The exhibition It is not on any map true places never are’ took place in August 2014 and was sited in a disused  19th century dwelling overlooking Youghal bay. The project transformed the building into an experimental public art space for a period of three weeks. Throughout this four-story building, 11 artists both emerging and established, worked across categories of performance, object making, sound and video to create site responsive and immersive installations in response  to the exhibitionary concept. The concept hinged itself on the nebulous apparition of the Fata Morgana…

 

‘‘The spire and the round tower became covered with domes and the octagonal building or rather round tower became a broken turret. Soon after this change, all the houses became ruins and their fragments seemed scattered in the fields near the walls; the whole in about an hour disappeared and the hill on which it stood, sunk to the level of the real field’’. [ii]

Fata Morgana or superior mirage is an extremely rare phenomena exhibited by nature. More often seen on sea coasts, it appears in the sky as a single perceptual vista that exhibits a shadowy likeness of the surrounding landscape. Requiring extraordinary properties of atmosphere the fata morgana occurs when light rays are reflect and refracted in their passage between layers and temperatures of dense sea vapors. These layers reflect light in various directions not only distorting but multiplying images of distant objects. When this nebulous apparition is rarified by the heat of the sun or sudden cooling it disappears. Though scarcely known to exist, bona fide historical archives document such sighting on coastline areas around Norway, Ireland and Greenland. As islands that could never be reached, they were supposed by the maritime inhabitants of Scotland, Ireland, as ‘the country of departed spirits’[iii]. They have also referred to as dismembered cities of the sky.

Youghal Co. Cork historically documents three sightings of Fata Morgana in 1796, 1797 and in 1801. A period in history during which Youghal existed under the weight of imperial and colonial rule, it was also a time in Ireland of mass rebellion for democratic rights against such rule.Only in looking back, can we imagine how a dismembered vision of a social landscape reflected back on its self must have appealed to the aspirations of a people opposed and oppressed by their rulers. What anomalous tension must have been experienced by onlookers, when reality as Other was unveiled as a lucid territory, free from notions of history, nation, struggle or permanence. From the notion of a surrogate space that replaces the real world by overcoming the real world limits the concept for this exhibition is formulated.

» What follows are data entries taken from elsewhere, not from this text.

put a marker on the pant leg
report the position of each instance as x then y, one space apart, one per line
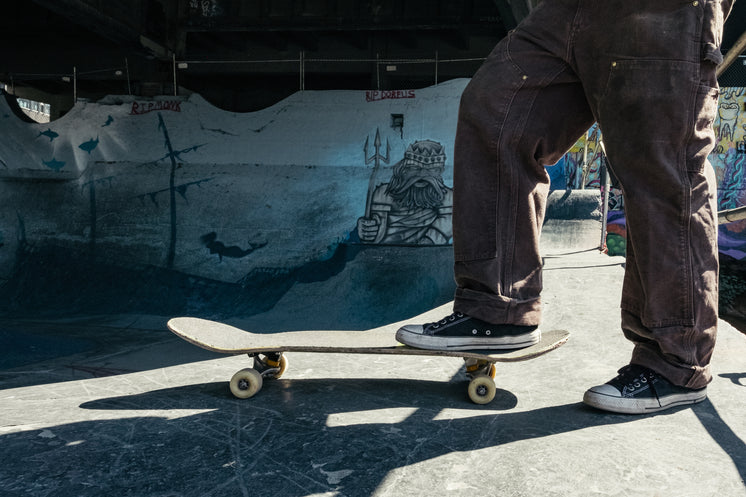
521 111
655 95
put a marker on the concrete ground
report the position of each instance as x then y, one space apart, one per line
136 411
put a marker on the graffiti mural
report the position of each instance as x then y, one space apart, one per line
415 207
583 165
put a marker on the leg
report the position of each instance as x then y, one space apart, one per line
656 99
522 110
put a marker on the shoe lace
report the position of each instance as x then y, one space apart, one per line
448 319
633 377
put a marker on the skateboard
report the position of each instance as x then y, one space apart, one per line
268 349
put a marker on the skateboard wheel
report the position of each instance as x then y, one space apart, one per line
482 389
246 383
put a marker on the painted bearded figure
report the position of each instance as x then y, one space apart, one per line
416 206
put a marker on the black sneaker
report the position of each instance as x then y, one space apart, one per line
461 332
639 390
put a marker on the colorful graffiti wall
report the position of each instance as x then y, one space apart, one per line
581 166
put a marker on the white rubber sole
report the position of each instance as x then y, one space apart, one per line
597 397
412 335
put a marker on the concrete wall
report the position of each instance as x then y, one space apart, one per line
181 195
171 206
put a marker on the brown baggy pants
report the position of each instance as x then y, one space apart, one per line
645 71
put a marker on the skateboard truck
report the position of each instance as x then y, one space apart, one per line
272 364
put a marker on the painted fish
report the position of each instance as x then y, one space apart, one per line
89 146
54 164
49 134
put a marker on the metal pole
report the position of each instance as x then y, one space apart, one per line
606 185
732 54
127 70
378 73
173 58
302 70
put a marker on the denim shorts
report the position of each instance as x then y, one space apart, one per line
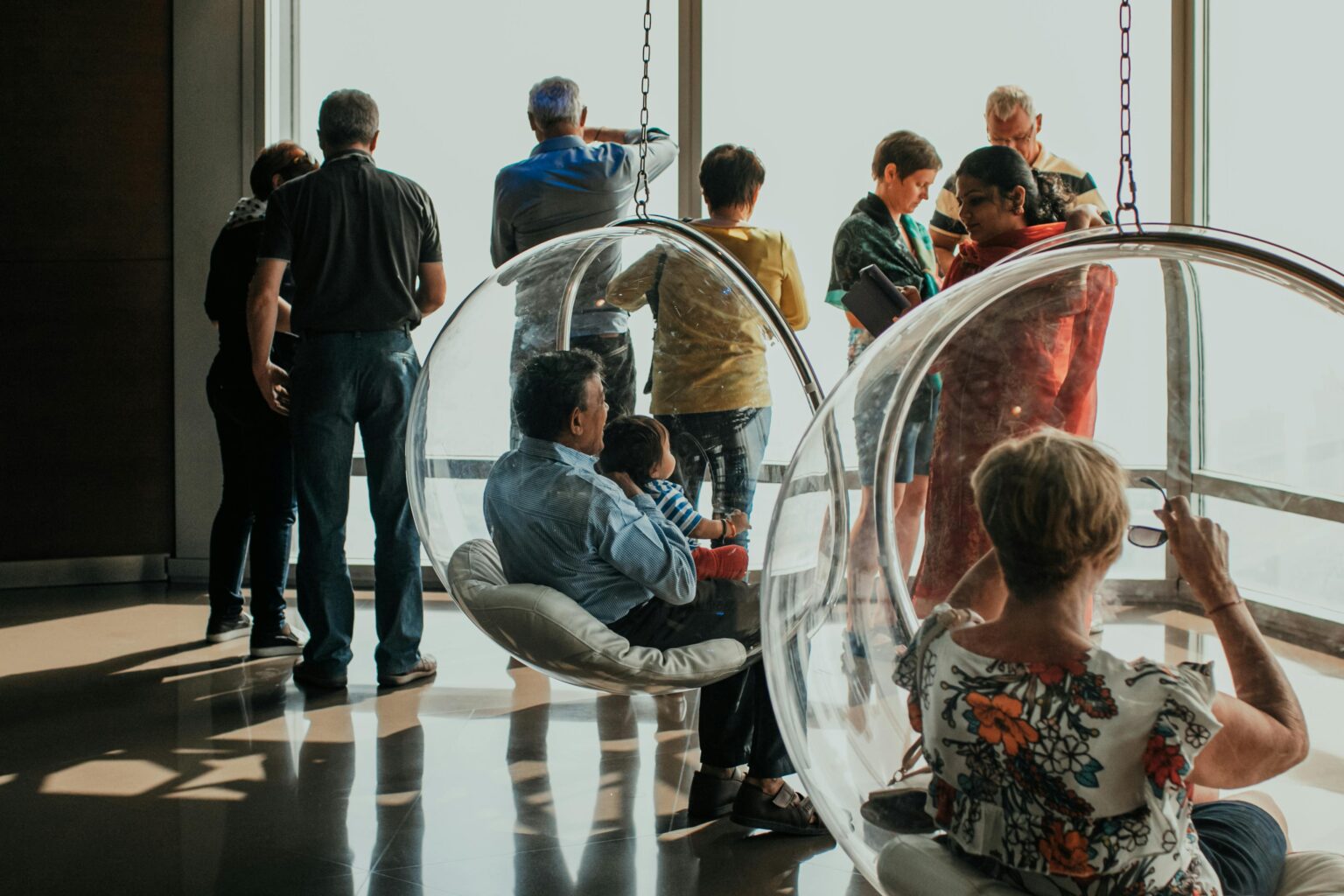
1243 844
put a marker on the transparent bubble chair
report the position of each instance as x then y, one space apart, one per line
1205 360
569 291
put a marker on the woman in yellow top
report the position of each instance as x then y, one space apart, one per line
711 388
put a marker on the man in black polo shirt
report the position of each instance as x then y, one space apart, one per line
358 238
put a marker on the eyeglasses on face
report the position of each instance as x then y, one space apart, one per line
1150 536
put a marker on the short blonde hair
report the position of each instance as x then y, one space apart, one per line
1005 100
1050 502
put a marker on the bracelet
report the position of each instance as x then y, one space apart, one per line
1222 606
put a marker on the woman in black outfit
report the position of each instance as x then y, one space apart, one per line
258 499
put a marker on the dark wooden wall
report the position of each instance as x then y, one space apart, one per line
87 398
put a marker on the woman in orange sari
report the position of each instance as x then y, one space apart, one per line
1026 363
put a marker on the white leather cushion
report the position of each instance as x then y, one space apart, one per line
915 865
1312 875
546 629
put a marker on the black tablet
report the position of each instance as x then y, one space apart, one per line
875 300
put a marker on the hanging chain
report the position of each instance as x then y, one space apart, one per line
641 182
1126 158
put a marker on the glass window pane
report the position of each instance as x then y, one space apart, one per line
1270 383
1294 52
1284 559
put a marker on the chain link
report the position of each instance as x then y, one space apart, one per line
641 182
1126 158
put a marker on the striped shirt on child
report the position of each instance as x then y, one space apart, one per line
672 504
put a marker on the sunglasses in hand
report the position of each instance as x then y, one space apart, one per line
1150 536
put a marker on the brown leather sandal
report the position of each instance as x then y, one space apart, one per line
787 812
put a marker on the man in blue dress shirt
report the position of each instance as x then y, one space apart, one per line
577 178
602 542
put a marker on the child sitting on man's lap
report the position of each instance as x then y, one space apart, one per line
639 446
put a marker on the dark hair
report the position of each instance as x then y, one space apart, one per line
907 150
730 176
632 444
550 387
347 117
1004 168
286 158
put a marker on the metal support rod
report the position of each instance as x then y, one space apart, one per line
1183 364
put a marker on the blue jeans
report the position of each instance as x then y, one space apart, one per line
1242 843
732 444
339 381
257 504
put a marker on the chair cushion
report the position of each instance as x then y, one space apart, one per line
915 865
546 629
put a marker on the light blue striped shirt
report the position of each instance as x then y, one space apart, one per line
674 504
556 522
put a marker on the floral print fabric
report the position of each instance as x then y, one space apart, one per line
1066 778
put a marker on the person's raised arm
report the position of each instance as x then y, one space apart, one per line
284 312
982 589
646 546
945 228
1264 731
431 288
794 301
262 312
503 241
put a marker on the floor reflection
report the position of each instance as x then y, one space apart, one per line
135 758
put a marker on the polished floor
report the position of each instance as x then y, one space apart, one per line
135 758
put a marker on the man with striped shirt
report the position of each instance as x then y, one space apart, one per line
1011 120
601 540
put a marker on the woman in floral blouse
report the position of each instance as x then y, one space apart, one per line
1068 770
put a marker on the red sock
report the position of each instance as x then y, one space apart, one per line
729 562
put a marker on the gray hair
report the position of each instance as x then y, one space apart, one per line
347 117
1005 100
556 101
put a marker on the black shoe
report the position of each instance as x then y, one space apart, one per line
711 797
277 644
304 676
785 812
898 808
228 629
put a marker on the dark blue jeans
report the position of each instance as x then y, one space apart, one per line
732 444
257 504
340 381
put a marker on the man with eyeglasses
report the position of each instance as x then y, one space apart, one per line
1011 120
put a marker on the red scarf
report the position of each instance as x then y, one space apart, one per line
973 256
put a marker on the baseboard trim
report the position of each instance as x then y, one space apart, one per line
72 571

Existing in historical archive yet unrelegable to the remains history Fata Morgana subverts its own taxonomy as it exists continuously in nature as the contingent and possible. The exhibition called for artists to critically engage in experimental transference with the historic appearance of the nebulous and dismembered cities of the sky, in the context of our contemporary national, political, cultural and economic climate. Exploring the cinematic, astral, sculptural, and atmospheric in a variety of different approaches, It is not on any map, true places never are, saught as its exhibitionary premise to cultivate spaces of anomaly, impression and gaps that provoke questions around the notion of a true place that runs counter to hegemonic styles and identities.

Maria Tanner

[i] It is not on any map; true places never are, is a line taken from Herman Melville classic novel Moby Dick. As an interesting point of connection, the 1956 feature length film Moby Dick by American film Director John Houston was in part filmed at Youghal bay, Co Cork.